We took the same trail back to Barshaini. We broke into 3 groups as before into the energetic teens, practical middle and the slow birders. Each group had its share of adventures on what was supposed to be quick 3 hour trek. The middle got lost and were almost run over my horses who claim the narrow trail to be their own! (Hint: Stay on the mountain side and let them cross, if that happens to you) The birders also got lost and did a longer trail by 2km, crossing the valley to the other side and going through the small village of Nakthan. All had to contend with rain towards the end. But, it all added to the experience and got us bonus moments which we will surely cherish.

Back to base!
Nature wise on this day, we got to see the Bar-tailed Creeper up close as well as the Himalayan Woodpecker. Also got to see the small but colorful Fire-capped Tit. We also caught sight of a wild simian as it sauntered on the opposite hill giving us a look and then disappearing. Our guess is it is Grey Langur or could it be the endangered Kashmir Grey Langur?

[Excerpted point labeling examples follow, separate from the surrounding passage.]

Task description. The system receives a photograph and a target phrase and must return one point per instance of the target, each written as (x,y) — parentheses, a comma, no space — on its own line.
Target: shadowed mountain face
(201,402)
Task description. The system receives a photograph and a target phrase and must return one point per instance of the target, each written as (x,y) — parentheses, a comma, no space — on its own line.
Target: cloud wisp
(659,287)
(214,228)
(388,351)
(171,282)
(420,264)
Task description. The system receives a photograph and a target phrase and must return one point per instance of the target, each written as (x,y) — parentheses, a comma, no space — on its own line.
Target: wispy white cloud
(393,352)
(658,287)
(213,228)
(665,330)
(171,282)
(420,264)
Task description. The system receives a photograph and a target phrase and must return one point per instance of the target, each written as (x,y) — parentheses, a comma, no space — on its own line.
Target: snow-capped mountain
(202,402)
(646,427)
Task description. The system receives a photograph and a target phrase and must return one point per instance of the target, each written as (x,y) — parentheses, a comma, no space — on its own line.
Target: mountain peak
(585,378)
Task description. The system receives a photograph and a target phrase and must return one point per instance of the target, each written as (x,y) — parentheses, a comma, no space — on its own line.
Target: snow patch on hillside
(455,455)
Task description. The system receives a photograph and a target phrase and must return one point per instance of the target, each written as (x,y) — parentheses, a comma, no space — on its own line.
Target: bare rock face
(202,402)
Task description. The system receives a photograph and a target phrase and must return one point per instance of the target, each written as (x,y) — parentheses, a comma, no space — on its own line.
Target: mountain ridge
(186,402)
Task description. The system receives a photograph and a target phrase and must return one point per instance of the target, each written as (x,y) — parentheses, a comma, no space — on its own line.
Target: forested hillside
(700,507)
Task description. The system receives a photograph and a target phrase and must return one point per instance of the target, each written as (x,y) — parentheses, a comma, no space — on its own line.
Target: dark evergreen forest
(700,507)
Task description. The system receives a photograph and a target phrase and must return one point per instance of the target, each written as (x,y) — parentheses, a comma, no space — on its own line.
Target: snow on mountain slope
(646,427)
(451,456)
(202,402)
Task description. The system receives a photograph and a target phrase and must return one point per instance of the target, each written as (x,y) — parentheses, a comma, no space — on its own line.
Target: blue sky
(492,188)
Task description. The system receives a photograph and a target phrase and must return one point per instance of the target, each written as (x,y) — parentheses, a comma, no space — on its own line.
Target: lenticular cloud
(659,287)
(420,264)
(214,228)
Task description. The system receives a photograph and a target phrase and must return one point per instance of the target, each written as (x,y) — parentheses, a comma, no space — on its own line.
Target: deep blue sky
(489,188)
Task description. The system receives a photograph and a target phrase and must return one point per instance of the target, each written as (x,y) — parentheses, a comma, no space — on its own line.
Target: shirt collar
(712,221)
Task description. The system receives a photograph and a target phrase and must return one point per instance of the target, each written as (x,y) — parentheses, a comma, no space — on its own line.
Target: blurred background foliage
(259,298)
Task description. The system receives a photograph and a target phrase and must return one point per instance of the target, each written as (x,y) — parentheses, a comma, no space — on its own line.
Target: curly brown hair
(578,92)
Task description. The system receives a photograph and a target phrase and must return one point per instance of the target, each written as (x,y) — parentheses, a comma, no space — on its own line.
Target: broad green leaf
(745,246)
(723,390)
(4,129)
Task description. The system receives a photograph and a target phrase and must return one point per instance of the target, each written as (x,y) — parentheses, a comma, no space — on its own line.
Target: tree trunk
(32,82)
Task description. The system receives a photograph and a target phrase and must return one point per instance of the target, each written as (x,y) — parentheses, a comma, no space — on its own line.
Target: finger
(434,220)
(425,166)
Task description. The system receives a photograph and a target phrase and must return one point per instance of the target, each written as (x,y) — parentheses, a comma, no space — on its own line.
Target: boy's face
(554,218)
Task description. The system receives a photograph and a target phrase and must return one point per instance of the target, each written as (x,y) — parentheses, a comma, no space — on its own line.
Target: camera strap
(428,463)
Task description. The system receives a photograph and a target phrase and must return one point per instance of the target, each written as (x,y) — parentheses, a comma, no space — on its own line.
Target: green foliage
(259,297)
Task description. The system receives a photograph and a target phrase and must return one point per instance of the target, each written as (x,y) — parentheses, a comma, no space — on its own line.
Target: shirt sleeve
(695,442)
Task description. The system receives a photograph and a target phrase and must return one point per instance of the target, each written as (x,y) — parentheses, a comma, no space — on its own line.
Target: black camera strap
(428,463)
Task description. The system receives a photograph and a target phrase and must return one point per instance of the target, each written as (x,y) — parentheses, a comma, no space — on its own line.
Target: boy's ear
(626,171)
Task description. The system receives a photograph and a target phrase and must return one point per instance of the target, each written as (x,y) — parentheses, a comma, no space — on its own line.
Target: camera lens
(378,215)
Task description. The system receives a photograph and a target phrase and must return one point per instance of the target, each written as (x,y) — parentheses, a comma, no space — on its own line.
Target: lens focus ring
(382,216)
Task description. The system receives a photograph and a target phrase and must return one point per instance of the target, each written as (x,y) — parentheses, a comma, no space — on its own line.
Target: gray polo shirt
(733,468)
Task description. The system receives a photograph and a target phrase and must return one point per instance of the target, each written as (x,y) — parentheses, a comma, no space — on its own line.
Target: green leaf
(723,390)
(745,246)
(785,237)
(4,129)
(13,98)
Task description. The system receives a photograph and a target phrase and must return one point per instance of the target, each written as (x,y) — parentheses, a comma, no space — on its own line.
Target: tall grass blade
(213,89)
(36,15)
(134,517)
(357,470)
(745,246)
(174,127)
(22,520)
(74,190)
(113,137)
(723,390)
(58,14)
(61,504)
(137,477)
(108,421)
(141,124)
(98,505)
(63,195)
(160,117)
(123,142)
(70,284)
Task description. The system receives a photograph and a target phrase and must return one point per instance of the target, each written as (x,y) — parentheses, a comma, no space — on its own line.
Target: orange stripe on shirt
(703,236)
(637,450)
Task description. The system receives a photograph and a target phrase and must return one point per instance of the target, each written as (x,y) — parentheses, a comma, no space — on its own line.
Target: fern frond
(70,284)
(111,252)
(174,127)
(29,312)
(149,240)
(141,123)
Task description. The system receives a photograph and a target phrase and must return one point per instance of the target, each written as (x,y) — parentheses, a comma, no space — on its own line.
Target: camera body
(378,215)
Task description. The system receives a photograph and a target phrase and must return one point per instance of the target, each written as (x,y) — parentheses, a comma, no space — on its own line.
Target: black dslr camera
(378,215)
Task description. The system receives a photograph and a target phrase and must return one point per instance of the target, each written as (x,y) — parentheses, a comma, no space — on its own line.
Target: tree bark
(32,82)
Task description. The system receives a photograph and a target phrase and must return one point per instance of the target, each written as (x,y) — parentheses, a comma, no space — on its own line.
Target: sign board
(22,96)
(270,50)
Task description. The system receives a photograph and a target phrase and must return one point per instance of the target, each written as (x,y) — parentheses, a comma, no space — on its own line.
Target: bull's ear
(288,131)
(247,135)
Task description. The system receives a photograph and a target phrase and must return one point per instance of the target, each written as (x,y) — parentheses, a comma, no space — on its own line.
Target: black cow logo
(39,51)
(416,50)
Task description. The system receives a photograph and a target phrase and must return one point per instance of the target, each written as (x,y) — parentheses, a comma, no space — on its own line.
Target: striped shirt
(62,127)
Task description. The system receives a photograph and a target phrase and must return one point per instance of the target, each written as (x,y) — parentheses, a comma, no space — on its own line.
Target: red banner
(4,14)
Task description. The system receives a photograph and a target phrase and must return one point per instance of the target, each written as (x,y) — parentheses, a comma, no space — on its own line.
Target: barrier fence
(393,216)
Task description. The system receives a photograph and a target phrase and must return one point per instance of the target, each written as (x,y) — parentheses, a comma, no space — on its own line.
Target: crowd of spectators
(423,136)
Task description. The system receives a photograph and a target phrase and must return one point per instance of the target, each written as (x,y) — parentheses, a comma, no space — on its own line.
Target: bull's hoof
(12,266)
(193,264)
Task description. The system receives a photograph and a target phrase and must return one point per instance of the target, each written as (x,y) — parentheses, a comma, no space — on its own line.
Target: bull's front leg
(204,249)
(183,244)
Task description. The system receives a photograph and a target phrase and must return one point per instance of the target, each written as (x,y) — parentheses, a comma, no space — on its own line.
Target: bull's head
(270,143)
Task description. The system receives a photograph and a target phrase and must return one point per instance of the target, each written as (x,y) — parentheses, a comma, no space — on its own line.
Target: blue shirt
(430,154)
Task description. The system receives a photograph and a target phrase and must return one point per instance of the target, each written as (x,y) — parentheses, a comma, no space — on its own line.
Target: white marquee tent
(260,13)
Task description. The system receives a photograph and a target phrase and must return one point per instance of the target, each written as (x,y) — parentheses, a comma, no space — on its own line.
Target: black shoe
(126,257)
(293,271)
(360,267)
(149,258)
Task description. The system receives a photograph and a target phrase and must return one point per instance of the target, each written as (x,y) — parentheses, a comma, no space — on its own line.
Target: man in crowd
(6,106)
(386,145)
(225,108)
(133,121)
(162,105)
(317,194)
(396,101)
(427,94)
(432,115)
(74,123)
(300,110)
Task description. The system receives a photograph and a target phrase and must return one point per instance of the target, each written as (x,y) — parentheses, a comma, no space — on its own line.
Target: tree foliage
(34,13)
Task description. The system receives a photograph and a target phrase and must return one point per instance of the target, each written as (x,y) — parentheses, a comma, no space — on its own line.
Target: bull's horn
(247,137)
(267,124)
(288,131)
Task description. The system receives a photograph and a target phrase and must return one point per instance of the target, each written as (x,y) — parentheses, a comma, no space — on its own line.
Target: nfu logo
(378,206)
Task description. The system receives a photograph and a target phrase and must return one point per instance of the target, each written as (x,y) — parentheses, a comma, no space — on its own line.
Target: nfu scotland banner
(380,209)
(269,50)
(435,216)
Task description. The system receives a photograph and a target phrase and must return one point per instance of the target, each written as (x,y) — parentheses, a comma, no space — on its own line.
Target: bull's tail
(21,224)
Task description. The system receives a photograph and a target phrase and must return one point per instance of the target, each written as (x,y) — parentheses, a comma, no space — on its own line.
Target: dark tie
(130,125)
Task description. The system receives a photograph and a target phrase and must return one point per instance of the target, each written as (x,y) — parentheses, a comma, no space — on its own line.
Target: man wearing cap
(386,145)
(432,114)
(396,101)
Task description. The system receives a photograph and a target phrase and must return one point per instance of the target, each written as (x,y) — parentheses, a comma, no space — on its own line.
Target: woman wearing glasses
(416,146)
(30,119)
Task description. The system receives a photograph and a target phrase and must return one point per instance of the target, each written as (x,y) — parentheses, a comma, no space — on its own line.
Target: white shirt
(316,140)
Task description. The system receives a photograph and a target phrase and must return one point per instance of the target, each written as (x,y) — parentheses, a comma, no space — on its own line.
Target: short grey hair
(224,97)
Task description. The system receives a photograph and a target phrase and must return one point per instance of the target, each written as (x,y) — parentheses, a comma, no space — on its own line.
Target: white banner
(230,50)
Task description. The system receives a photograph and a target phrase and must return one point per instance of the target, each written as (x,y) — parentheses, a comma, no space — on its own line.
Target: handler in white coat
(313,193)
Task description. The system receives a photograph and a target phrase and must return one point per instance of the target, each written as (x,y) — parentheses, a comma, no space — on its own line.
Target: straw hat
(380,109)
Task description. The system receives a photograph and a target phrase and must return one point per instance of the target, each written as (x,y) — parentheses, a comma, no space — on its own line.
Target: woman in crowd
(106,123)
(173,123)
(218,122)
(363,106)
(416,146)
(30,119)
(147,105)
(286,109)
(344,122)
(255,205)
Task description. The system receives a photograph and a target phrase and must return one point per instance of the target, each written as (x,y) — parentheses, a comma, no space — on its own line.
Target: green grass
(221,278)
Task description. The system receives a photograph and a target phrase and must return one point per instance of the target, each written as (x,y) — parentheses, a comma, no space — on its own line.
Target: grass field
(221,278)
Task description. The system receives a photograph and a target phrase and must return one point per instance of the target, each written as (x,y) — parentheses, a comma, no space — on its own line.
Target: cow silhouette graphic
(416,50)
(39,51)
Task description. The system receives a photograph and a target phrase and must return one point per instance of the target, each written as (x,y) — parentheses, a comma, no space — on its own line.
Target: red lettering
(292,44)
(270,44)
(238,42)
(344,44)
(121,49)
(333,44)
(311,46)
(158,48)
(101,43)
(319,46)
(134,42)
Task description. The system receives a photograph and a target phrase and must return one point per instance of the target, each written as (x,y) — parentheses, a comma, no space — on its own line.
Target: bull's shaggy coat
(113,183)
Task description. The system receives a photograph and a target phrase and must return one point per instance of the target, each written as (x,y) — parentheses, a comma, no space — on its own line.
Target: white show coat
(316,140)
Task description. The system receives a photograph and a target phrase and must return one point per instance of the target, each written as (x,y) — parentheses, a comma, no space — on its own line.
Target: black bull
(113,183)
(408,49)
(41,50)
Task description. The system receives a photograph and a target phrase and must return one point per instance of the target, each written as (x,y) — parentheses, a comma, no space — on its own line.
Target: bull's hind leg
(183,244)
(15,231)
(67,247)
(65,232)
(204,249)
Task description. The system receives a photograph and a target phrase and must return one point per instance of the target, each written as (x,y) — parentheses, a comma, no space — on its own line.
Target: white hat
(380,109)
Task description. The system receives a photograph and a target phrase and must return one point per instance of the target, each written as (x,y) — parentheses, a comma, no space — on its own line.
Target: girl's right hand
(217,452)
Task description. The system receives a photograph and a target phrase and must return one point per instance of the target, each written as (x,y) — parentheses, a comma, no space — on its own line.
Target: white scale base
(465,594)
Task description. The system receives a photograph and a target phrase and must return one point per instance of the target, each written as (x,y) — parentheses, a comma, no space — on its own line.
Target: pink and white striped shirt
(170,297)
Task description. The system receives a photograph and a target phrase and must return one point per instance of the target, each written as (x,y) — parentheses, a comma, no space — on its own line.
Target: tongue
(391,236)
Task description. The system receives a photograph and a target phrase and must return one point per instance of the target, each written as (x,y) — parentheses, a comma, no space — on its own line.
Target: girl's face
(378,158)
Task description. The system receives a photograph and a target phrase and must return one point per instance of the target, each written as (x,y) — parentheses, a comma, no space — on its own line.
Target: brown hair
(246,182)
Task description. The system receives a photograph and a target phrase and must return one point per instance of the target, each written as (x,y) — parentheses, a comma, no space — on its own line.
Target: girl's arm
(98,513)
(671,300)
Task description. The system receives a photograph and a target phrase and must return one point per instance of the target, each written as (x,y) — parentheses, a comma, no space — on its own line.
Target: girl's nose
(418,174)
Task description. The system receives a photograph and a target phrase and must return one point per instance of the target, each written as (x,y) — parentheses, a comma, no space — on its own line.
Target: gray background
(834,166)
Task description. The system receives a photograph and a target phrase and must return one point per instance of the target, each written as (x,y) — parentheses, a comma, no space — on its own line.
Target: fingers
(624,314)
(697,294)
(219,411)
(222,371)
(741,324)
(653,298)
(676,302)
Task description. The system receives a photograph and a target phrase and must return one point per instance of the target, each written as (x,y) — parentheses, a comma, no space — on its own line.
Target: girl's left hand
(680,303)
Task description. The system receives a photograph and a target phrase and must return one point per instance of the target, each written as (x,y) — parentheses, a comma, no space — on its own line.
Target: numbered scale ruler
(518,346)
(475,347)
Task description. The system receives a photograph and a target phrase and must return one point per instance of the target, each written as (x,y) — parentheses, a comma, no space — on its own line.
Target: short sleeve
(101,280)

We reached Barshaini late afternoon. After refreshing ourselves, we got on the cabs for the long drive back to Bhuntar to catch our bus to Chandigarh where clean beds and other modern amenities awaited us. I am sure we deserved them after being without for 3 days!

Misc Links:
Our Trek Photos

A few words on India Hikes, my first with them. They are a unique company as their goal is not profit but to discover and document trails to enable people to go by themselves! Incredible. Therefore their cost is very low and they share all details of the trails on their website. At the end of our trek, we were told that this particular trek is free for us to repeat anytime in our lifetime. Have to take up on that offer!  Also, they are very environmentally conscious in various ways. 1) Request the trekkers to get our own utensils both to save on disposables as well as for better hygiene and reduction in logistics if they have to carry themselves. 2) Gave each trekker a litter bag to pick on the trails. Needless to say most of our bags were full by the time we reached the end! 3) Encouraged us to carry our backpacks to reduce the impact on trails as otherwise we would need more porters and mules.

Needless to add, they made us follow my motto. Leave only footprints and take only pictures!